衣擦れの音だけを室内に響かせながら、無駄のない動きで手早く支度を整える。
口布を当て、額当てを身に付ける。
そこで山崎は一度瞼を閉じ、結紐のある辺りに手を当てた。

武士の魂は腹に宿る。
結紐をこの場所に縫い付けたのはその考えからだ。

(…行って来る。無事に戻れるよう、見守っていてくれ)

手を当てた箇所がじんわりと温かくなった気がした。
瞬間まさかと思ったが、己の手の熱が伝わっただけかと思い直し、山崎は口布の下で小さく苦笑した。

門の外で監察方の後進達が自分を待っている。
ナマエから受け継いだたくさんのものを胸に、山崎は意を決して今夜の務めに向かって行った。

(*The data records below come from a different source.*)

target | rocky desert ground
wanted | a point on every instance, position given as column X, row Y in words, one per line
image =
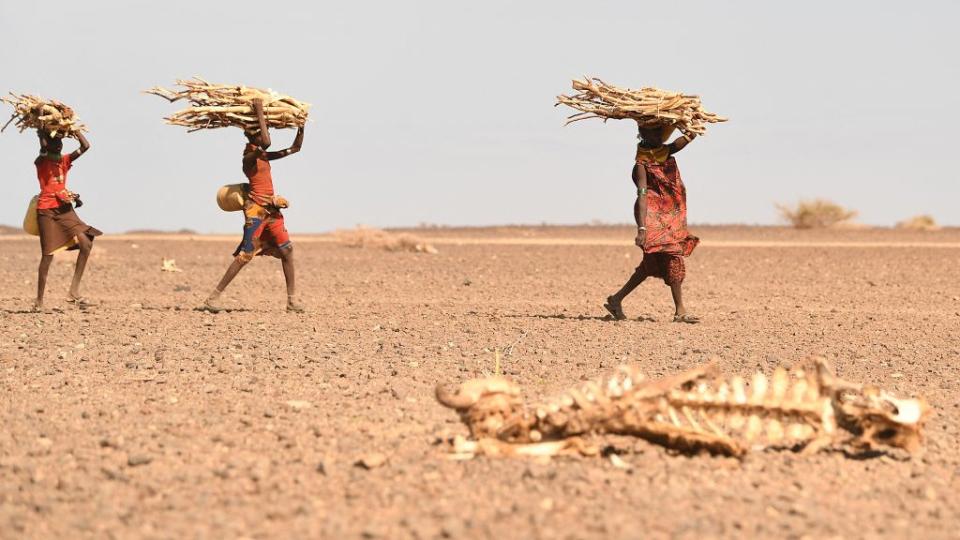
column 145, row 418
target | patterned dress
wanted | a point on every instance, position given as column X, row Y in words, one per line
column 668, row 240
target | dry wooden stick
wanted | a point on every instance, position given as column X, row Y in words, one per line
column 648, row 106
column 32, row 112
column 222, row 105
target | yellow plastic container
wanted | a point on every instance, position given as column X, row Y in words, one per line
column 30, row 225
column 230, row 198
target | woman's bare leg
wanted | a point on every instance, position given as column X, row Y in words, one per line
column 286, row 259
column 85, row 245
column 676, row 290
column 613, row 304
column 42, row 271
column 238, row 263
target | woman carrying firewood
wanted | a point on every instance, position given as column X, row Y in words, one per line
column 264, row 232
column 661, row 215
column 59, row 226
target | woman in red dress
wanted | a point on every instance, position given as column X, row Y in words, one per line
column 661, row 215
column 60, row 227
column 264, row 230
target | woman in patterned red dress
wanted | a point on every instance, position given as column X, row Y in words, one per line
column 661, row 215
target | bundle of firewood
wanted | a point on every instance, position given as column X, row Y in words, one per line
column 32, row 112
column 648, row 106
column 224, row 105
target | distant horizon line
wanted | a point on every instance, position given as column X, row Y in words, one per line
column 13, row 230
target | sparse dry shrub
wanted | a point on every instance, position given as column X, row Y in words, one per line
column 919, row 223
column 815, row 214
column 364, row 237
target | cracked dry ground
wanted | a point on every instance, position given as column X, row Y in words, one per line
column 145, row 418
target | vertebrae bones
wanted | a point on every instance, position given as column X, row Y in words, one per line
column 694, row 410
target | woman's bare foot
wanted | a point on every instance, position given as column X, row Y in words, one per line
column 686, row 318
column 80, row 301
column 293, row 306
column 616, row 310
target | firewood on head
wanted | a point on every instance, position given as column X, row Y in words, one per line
column 648, row 106
column 215, row 106
column 51, row 116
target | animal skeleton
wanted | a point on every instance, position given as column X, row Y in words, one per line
column 695, row 410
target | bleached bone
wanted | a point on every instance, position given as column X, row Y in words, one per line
column 692, row 411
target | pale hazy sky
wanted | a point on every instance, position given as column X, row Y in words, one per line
column 441, row 111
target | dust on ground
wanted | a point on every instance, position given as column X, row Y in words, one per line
column 145, row 418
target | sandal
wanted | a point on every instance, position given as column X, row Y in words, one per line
column 615, row 309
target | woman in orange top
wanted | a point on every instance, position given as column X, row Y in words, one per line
column 661, row 215
column 60, row 227
column 264, row 232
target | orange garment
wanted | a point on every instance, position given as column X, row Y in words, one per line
column 258, row 174
column 53, row 181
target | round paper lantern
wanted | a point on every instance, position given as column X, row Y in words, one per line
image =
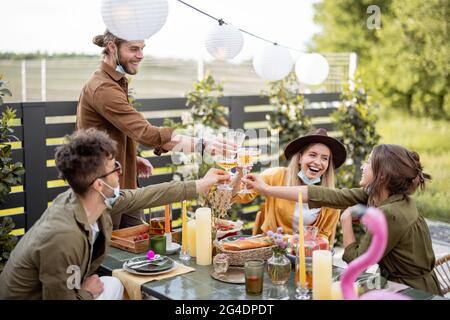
column 273, row 62
column 224, row 41
column 134, row 19
column 312, row 68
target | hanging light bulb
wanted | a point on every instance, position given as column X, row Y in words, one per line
column 224, row 41
column 273, row 62
column 312, row 68
column 134, row 19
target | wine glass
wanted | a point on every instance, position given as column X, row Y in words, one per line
column 228, row 161
column 247, row 157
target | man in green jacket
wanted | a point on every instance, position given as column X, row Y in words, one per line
column 57, row 257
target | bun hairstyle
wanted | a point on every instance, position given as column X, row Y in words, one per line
column 396, row 169
column 102, row 41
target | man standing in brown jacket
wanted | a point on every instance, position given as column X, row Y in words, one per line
column 103, row 104
column 57, row 257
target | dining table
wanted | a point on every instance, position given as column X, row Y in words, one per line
column 200, row 285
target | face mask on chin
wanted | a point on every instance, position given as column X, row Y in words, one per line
column 306, row 180
column 109, row 201
column 119, row 67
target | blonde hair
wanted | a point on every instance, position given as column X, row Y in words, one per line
column 292, row 179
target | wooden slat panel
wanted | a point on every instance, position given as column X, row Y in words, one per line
column 161, row 104
column 160, row 178
column 17, row 155
column 18, row 132
column 14, row 200
column 19, row 220
column 52, row 173
column 59, row 130
column 158, row 122
column 60, row 108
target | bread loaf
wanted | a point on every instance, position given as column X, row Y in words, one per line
column 247, row 244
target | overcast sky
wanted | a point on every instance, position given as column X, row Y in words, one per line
column 69, row 25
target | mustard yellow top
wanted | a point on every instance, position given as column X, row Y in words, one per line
column 277, row 212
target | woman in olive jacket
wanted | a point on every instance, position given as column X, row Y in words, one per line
column 389, row 178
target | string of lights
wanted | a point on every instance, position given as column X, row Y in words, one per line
column 221, row 21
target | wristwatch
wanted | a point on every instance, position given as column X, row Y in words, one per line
column 200, row 146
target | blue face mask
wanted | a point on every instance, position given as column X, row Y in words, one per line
column 119, row 67
column 109, row 202
column 306, row 180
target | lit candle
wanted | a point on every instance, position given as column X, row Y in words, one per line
column 167, row 218
column 184, row 231
column 322, row 274
column 301, row 244
column 192, row 248
column 204, row 238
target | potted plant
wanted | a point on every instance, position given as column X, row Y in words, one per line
column 10, row 175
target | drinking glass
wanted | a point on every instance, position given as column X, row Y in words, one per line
column 247, row 157
column 254, row 276
column 226, row 160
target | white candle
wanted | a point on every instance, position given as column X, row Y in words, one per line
column 184, row 237
column 322, row 274
column 336, row 292
column 191, row 233
column 204, row 238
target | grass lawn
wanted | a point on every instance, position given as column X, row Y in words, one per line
column 431, row 140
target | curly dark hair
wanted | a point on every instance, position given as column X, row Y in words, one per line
column 82, row 158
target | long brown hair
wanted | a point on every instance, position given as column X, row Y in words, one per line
column 395, row 169
column 292, row 179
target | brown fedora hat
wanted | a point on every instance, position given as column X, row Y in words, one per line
column 318, row 136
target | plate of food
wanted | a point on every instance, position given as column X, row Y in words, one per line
column 227, row 228
column 144, row 266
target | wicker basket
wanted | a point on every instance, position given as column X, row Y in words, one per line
column 238, row 258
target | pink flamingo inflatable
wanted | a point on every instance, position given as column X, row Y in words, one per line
column 376, row 224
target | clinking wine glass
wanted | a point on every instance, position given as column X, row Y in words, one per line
column 247, row 157
column 228, row 161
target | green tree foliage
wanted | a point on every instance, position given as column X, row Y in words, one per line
column 356, row 119
column 406, row 61
column 10, row 175
column 288, row 119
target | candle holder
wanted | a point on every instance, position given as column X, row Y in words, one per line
column 302, row 292
column 184, row 255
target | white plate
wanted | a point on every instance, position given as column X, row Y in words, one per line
column 174, row 247
column 175, row 265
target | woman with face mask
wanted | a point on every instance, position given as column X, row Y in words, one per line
column 390, row 177
column 313, row 160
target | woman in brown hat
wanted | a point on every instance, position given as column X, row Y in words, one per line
column 390, row 177
column 313, row 160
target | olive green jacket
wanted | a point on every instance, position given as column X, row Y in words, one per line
column 409, row 256
column 45, row 262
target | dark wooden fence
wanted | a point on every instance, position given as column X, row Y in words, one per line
column 44, row 124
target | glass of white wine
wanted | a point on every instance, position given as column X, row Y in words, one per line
column 247, row 157
column 229, row 161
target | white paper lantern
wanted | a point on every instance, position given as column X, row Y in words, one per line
column 224, row 42
column 273, row 62
column 312, row 68
column 134, row 19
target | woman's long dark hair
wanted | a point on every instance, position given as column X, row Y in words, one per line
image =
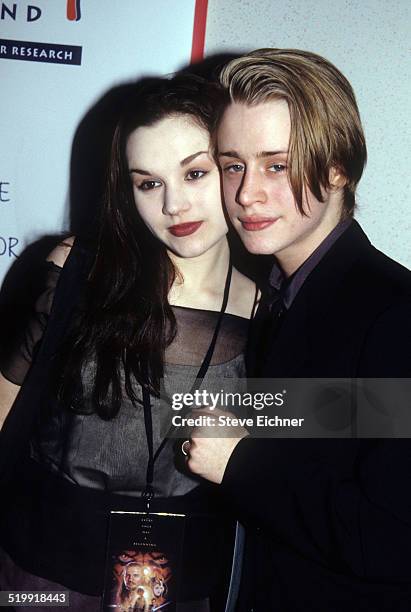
column 126, row 322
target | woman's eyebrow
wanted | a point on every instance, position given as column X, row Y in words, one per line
column 138, row 171
column 190, row 158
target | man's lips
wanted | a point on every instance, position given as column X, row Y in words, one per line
column 254, row 224
column 184, row 229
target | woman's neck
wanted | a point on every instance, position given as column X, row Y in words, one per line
column 200, row 280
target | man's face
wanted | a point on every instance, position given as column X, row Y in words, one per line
column 253, row 146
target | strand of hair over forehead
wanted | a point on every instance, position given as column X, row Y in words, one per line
column 243, row 76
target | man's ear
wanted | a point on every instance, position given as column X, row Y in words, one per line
column 337, row 179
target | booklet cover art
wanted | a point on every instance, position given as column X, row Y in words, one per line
column 143, row 558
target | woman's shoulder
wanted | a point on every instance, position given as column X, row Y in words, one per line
column 244, row 295
column 59, row 254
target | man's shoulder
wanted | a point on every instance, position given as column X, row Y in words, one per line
column 380, row 272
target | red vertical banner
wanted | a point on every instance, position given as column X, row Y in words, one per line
column 199, row 30
column 73, row 10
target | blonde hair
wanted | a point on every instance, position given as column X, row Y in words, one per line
column 326, row 130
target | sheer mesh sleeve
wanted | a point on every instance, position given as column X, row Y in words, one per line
column 16, row 364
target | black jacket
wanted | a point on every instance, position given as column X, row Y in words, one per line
column 329, row 520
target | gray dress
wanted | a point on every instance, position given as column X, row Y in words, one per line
column 112, row 455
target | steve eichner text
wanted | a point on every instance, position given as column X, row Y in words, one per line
column 221, row 399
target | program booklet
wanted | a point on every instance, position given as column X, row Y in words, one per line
column 143, row 561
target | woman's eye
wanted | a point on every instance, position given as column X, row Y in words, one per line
column 234, row 168
column 148, row 185
column 277, row 168
column 193, row 175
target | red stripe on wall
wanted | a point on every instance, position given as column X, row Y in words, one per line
column 200, row 23
column 71, row 10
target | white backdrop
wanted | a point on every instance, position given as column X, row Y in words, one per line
column 42, row 103
column 368, row 40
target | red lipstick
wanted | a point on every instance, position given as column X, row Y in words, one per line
column 184, row 229
column 254, row 224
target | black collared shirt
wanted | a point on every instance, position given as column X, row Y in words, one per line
column 287, row 288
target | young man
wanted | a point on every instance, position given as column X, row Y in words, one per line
column 328, row 520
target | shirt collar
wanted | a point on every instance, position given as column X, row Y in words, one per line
column 289, row 287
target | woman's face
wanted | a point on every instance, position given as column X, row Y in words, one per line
column 176, row 185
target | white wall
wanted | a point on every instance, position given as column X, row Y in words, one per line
column 41, row 104
column 368, row 40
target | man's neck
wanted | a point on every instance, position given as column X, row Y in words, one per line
column 292, row 257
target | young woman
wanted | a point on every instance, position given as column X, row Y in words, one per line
column 160, row 299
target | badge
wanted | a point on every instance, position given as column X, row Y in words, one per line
column 143, row 561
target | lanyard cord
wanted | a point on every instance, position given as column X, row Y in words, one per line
column 148, row 492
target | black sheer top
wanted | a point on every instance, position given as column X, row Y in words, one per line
column 112, row 455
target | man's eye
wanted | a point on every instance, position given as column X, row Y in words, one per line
column 234, row 168
column 193, row 175
column 277, row 168
column 148, row 185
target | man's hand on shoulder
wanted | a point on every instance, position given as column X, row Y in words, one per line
column 209, row 455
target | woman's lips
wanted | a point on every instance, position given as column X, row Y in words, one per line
column 184, row 229
column 254, row 224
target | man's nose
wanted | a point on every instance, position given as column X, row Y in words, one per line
column 175, row 201
column 251, row 190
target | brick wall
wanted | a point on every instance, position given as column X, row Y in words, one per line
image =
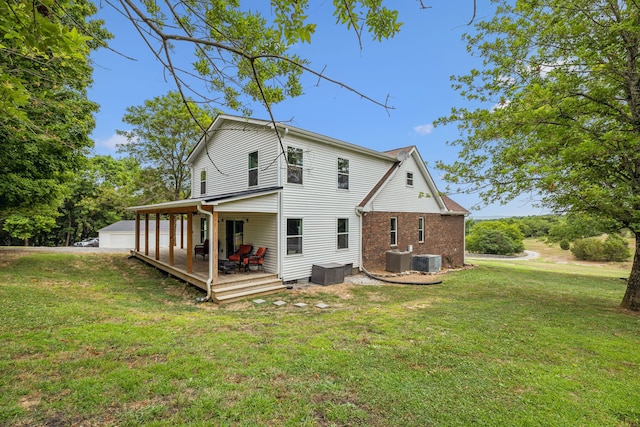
column 443, row 235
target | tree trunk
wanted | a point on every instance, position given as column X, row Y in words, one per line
column 631, row 299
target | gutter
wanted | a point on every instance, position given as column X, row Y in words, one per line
column 359, row 211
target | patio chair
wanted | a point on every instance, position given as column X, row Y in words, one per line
column 202, row 249
column 256, row 259
column 241, row 254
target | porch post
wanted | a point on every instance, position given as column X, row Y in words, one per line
column 137, row 242
column 146, row 234
column 190, row 242
column 181, row 231
column 172, row 236
column 157, row 237
column 213, row 253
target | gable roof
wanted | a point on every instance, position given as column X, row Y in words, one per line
column 395, row 157
column 453, row 206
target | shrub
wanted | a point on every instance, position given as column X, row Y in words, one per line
column 614, row 248
column 495, row 237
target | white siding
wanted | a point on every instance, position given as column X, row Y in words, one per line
column 396, row 196
column 228, row 148
column 320, row 203
column 259, row 230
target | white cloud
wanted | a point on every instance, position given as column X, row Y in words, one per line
column 423, row 129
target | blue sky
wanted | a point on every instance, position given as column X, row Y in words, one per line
column 411, row 70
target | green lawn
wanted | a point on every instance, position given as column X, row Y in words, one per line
column 104, row 340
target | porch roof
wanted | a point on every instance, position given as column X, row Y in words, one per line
column 190, row 205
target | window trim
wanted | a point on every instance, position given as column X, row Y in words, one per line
column 295, row 236
column 409, row 179
column 342, row 234
column 295, row 167
column 203, row 181
column 343, row 173
column 253, row 169
column 393, row 231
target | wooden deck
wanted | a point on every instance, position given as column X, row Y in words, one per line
column 229, row 287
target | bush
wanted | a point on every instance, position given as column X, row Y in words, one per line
column 495, row 237
column 614, row 248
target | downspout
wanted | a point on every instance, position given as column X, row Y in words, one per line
column 210, row 278
column 359, row 211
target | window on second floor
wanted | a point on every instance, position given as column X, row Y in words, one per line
column 343, row 233
column 203, row 182
column 409, row 179
column 343, row 173
column 294, row 165
column 253, row 169
column 393, row 234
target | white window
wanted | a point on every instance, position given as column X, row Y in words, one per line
column 394, row 231
column 343, row 173
column 253, row 169
column 343, row 233
column 294, row 236
column 203, row 182
column 409, row 179
column 294, row 165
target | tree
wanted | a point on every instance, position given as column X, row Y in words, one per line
column 98, row 196
column 495, row 237
column 163, row 135
column 556, row 111
column 46, row 116
column 241, row 56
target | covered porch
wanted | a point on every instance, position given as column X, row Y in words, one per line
column 193, row 222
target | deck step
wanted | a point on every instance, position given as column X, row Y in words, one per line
column 241, row 293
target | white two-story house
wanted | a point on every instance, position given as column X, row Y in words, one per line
column 307, row 198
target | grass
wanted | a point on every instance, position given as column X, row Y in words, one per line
column 552, row 258
column 104, row 340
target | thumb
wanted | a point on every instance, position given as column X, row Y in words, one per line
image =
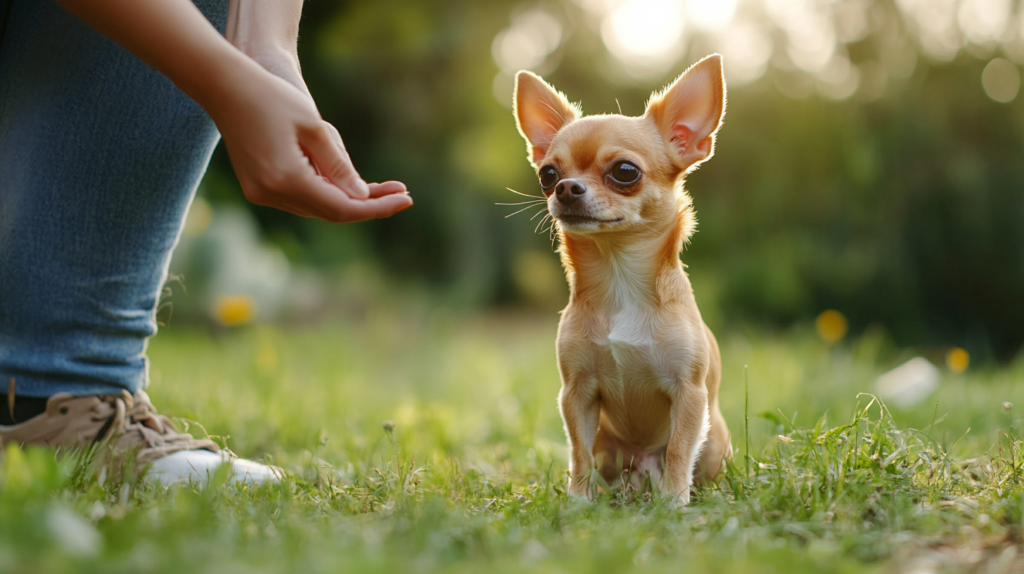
column 330, row 158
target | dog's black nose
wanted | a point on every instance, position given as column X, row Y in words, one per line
column 568, row 190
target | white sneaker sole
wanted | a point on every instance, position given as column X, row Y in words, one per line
column 199, row 466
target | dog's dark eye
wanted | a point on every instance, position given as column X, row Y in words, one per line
column 626, row 173
column 549, row 177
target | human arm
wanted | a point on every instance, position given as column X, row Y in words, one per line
column 278, row 142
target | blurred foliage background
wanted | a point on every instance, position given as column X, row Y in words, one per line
column 870, row 162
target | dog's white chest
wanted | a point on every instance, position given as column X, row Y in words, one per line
column 633, row 347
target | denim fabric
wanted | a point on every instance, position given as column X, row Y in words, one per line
column 99, row 159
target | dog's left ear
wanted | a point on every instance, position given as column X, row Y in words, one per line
column 540, row 112
column 689, row 112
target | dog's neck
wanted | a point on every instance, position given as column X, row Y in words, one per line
column 619, row 270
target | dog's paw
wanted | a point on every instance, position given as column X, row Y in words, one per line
column 678, row 500
column 579, row 490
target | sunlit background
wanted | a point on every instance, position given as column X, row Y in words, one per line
column 870, row 166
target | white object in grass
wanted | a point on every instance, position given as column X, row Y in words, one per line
column 909, row 383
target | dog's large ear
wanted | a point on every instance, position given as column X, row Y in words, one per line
column 689, row 112
column 540, row 113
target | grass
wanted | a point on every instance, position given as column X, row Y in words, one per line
column 472, row 476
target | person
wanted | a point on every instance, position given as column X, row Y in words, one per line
column 110, row 111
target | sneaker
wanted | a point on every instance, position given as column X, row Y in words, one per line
column 130, row 422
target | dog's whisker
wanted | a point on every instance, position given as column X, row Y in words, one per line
column 523, row 203
column 520, row 211
column 540, row 223
column 539, row 213
column 524, row 194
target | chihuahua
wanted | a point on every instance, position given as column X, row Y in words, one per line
column 640, row 369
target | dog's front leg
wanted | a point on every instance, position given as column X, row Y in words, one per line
column 689, row 430
column 581, row 412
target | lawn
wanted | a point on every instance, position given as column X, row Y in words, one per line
column 471, row 477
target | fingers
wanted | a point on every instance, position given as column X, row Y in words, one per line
column 386, row 188
column 329, row 156
column 374, row 208
column 321, row 199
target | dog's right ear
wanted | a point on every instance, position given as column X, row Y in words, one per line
column 540, row 113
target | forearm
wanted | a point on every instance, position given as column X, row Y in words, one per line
column 173, row 37
column 267, row 31
column 264, row 27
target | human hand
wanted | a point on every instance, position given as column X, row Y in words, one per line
column 287, row 157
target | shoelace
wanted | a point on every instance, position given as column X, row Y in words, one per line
column 135, row 417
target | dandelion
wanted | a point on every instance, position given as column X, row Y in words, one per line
column 832, row 325
column 233, row 310
column 957, row 359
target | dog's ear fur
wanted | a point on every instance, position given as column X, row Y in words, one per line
column 689, row 112
column 540, row 112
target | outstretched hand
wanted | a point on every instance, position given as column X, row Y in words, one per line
column 287, row 157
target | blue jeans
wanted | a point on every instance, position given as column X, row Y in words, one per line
column 99, row 159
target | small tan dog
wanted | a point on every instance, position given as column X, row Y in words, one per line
column 640, row 370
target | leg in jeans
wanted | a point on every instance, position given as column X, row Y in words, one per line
column 99, row 160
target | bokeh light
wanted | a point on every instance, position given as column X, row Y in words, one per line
column 957, row 360
column 525, row 44
column 1000, row 80
column 711, row 14
column 984, row 20
column 832, row 325
column 645, row 34
column 232, row 310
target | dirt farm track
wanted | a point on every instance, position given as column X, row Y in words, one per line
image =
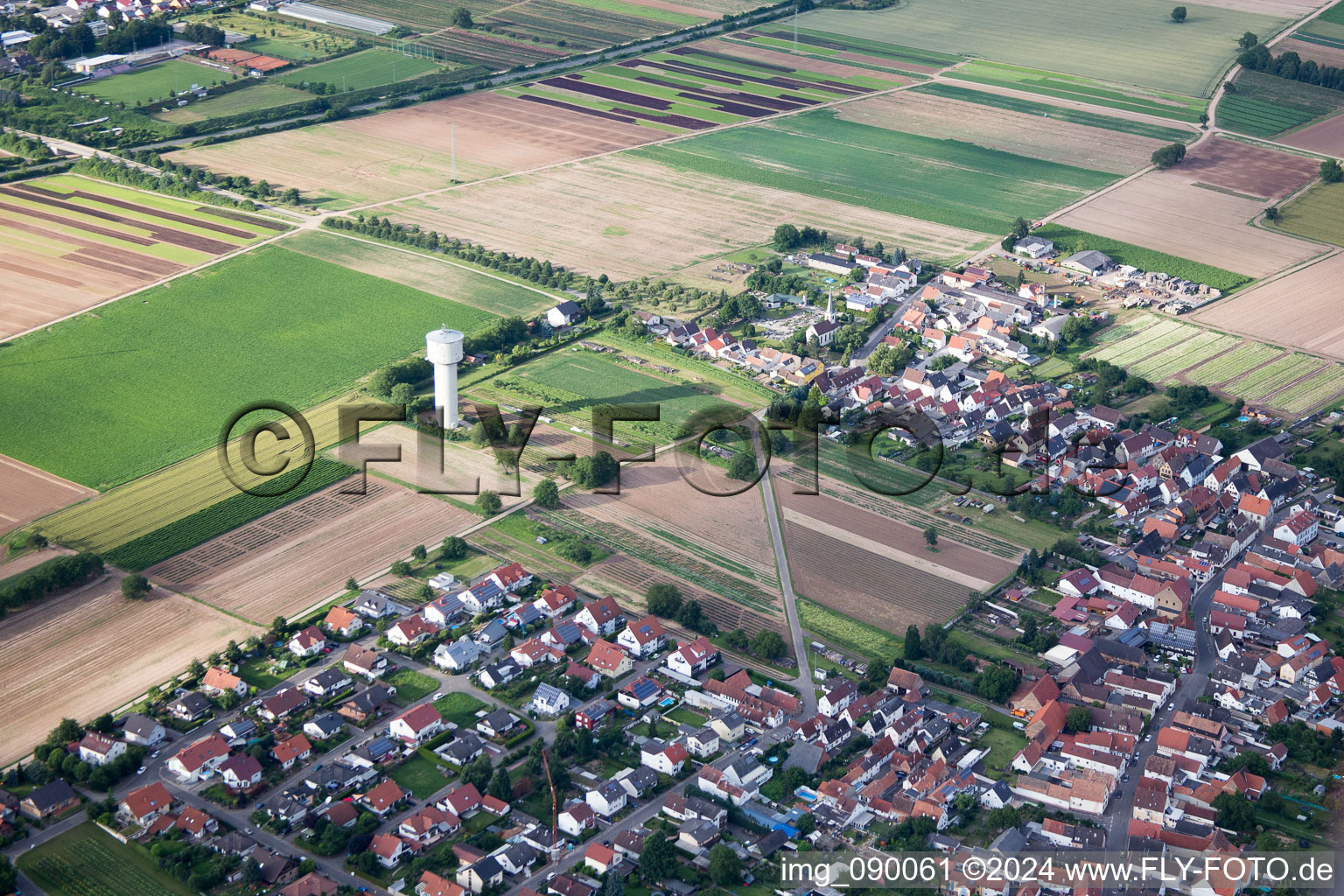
column 90, row 650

実際、以後の山崎は間一髪の所で九死に一生を得る場面に幾つも遭遇した。
あの場で生きていられた事が不思議なくらいだ、あれだけの怪我をしてよく生還した、その様な事が何度もあった。

皆からは山崎は類い稀なる強運の持ち主なのだと言われていたが、山崎だけはナマエのおかげだと思っていた。
しかし己を何度も救ってくれるこの魂守りの存在をひけらかす様な事はせず、終生誰にも明かさなかった。

想いは秘すれば強くなる。
御守りとしての力を失わないため、そして、ナマエへの思慕の情を自分だけのものとしておくため、山崎は近しい島田や千鶴といった存在にすら明かさず、誰にも言わないでいたのだ。



鬼の強襲から土方を守るため、身を呈して凶刃を防いだ時、山崎の身体と共に結紐もざくりと切れた。

山崎がその場で命を落とさずにいられたのは、また、皆と共に船に乗り、たくさんの人に思われながら逝けたのは、もしかしたら魂守りが最後の力を振り絞ったからなのかもしれない。

ナマエの結紐は今、山崎の亡骸(なきがら)と共にある。
彼に寄り添うようにして海の底に沈み、今も彼の身体を守っているのだろう。
“二人”は静かに眠っている。

あの春の日の、束の間の幻を夢に見ながら。